Ray Lane, a managing partner at Kleiner Perkins Caufield & Byers, is on the board of Fisker Automotive. He was scheduled to speak about clean tech investing Tuesday evening at the Commonwealth Club, but the event has been postponed. http://www.climate-one.org/upcoming-events/ray-lane


Tags: ,


Share this Post

  • Lars

    “Fisker states that they have a ample supply of batteries…” Too funny. Considering on how poorly the Karma is selling, they may have all they will ever need. Cadillac’s Converj will be for sale in late 2013, and will out sell all Karmas in it’s first month, which is just over 1,000 to date. I’d be surprised if Fisker Automotive survives 2013.

  • Opponents of clean energy will undoubtedly be out in force, using this story as just another example of why clean tech is a bad investment and will never work.

    Here is why they’re wrong. Simply put, the battery industry is growing by leaps and bounds.

    · The advanced battery market is expanding dramatically – from $5 billion in 2010 to nearly $50 billion in 2020, an average annual growth rate of roughly 2 percent.

    · The private sector is heavily invested in advanced batteries – Department of Energy (DOE) grants, like the $6 million the Bush administration gave to A123 in 2007, were matched dollar for dollar (or more) by private investments in A123.

    · We built a brand new battery market in America – Prior to the DOE loan program, all advanced batteries were manufactured overseas. Today, more than 30 DOE-supported plants are already in operation, employing thousands of American workers.

    · The investments have paid off and battery costs are dropping – Prior to the DOE loan program. a battery with a 100 mile range cost $33,000. Because of technology improvements and the high volume manufacturing capability we have today, the estimated battery cost is down to about $17,000 and is expected to drop to $10,000 by 2015 (Source: Department of Energy, http://1.usa.gov/RBo2OV)

    Yes, it’s a tough and fiercely competitive economy and, yes, a small number of clean energy companies have experienced difficulty, but those company bankruptcies hardly indicative of the overall clean energy sector. In fact, some fossil fuel businesses have also failed in recent months, see: ATP Oil & Gas Corp., Patriot Coal, etc. While business failures are unfortunate, this is how the free market works. Businesses occasionally fail.

    But A123 isn’t dead and its work will continue on under Johnson Controls, a strong, all-American business.

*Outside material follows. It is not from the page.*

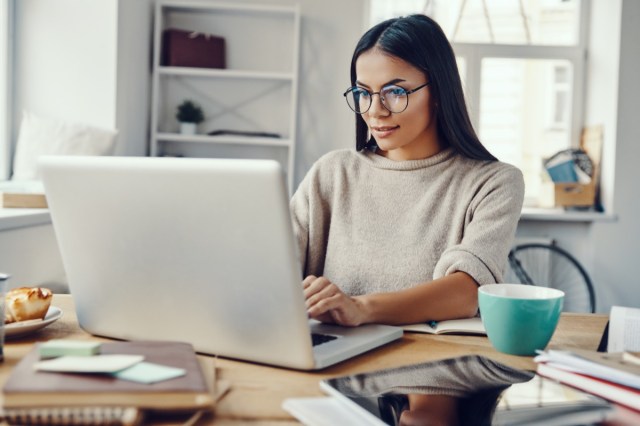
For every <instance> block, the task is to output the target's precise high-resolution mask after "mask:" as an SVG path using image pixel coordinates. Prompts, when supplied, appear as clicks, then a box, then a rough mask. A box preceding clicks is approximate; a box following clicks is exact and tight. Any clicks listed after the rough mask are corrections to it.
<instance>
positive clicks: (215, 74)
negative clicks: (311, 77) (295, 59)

Johnson Controls is the largest supplier of lead-acid batteries for cars and has commented that A123’s assets “are a good complement to [our] existing portfolio and will further advance Johnson Controls’ position as a market leader in the industry.” Mergers and consolidation are signs of a maturing industry.

    A123’s bankruptcy will no doubt be leveraged for political reasons, but that doesn’t change the facts: the advanced battery-manufacturing program at DOE has been a success. Advanced battery technology is here to stay, and it will continue to improve as its price continues to drop.